= Scientific Research Group In Egypt =

Scientific Research Group in Egypt (SRGE) is a group of young Egyptian researchers established under the chairman of the group founder Prof. Aboul Ella Hassanien (Professor of Information Technology at the Faculty of Computer and Information, Cairo University). The main target of the group is establishing a research community for sharing common interests. Therefore the research map of the group consists of multidisciplinary research interests including: Networks, Intelligent Environment, bio-informatics, chemoinformatics, and information security.

==SRGE Objectives==
- Encourage young academic researchers to collaborate within a well-established research community.
- Applying new computational designing and solutions for a number of new emerged challenges, especially those related to the Egyptian society.
- Establishing connections and joint research activities with other international research groups.
- Helping PhD/Master group’s members to produce high-quality academic research, and guiding them to publish their work in a prestigious and well-known journals.

==SRGE Research Directions==

===Bioinformatics and Biomedical Engineering===
The Bioinformatics team focus on the clinical results to design a computer-based decision support systems. The team is responsible for designing methods for sampling, analyzing, and investigating collected data. The current research area includes: Medical image processing, Breast cancer, Liver fibrosis and tumor detection, within sonar, MRI, fMRI, and CT images.

===Intelligent Environment and Applications===
The Intelligent environment (IE) refers to the application of ubiquitous and wireless devices to solve some of the environmental-related challenges; such as monitoring water/air pollution levels, smart home applications.

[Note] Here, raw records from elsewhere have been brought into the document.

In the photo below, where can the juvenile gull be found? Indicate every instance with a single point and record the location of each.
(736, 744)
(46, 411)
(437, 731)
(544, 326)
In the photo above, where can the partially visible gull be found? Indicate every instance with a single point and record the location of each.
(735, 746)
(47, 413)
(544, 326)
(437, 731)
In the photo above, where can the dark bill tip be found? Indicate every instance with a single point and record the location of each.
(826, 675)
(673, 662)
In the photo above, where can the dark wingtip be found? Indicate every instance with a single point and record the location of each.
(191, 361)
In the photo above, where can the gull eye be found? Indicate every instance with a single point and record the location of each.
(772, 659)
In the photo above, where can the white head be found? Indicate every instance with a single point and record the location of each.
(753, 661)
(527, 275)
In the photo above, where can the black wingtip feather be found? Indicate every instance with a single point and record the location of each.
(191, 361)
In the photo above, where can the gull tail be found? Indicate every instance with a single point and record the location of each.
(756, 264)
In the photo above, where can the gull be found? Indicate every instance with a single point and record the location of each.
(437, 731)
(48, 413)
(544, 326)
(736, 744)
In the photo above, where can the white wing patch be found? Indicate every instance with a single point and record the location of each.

Moreover, IE allowing smart devices to automatically react to the people reactions such as voice, gestures, or movements, therefore they are suitable for disabled people.

===Network and Information Security (NIS)===
Information security is one of the challenging issue for any ICT emerging technology. The NIC team is responsible for detecting the security challenges and provide suitable solutions. A number of current researches have been conducted such as image authentications through watermarking and biometrics approaches, and secure communication and cryptography.

===Social networks and Graph Mining===
The social networks along with the increase importance of the graph as an important modeling tool to define complex structure, had encouraged the SRGE board member to establish this research direction. Currently a number of PhD and MSc. students carried out a number of project to analysis some large amount of structured data through the application of data and graph mining approaches.

===Animal Identification===
The new advances in wireless communication raise the ability to use the human biometric identification approaches for animal identification domain and overcome some of the traditional identification methodologies. The animal biometrics include: muzzle prints, iris patterns, and vascular patterns detections. The responsible team will design and enhance the current application of computational-based animal detection methodologies.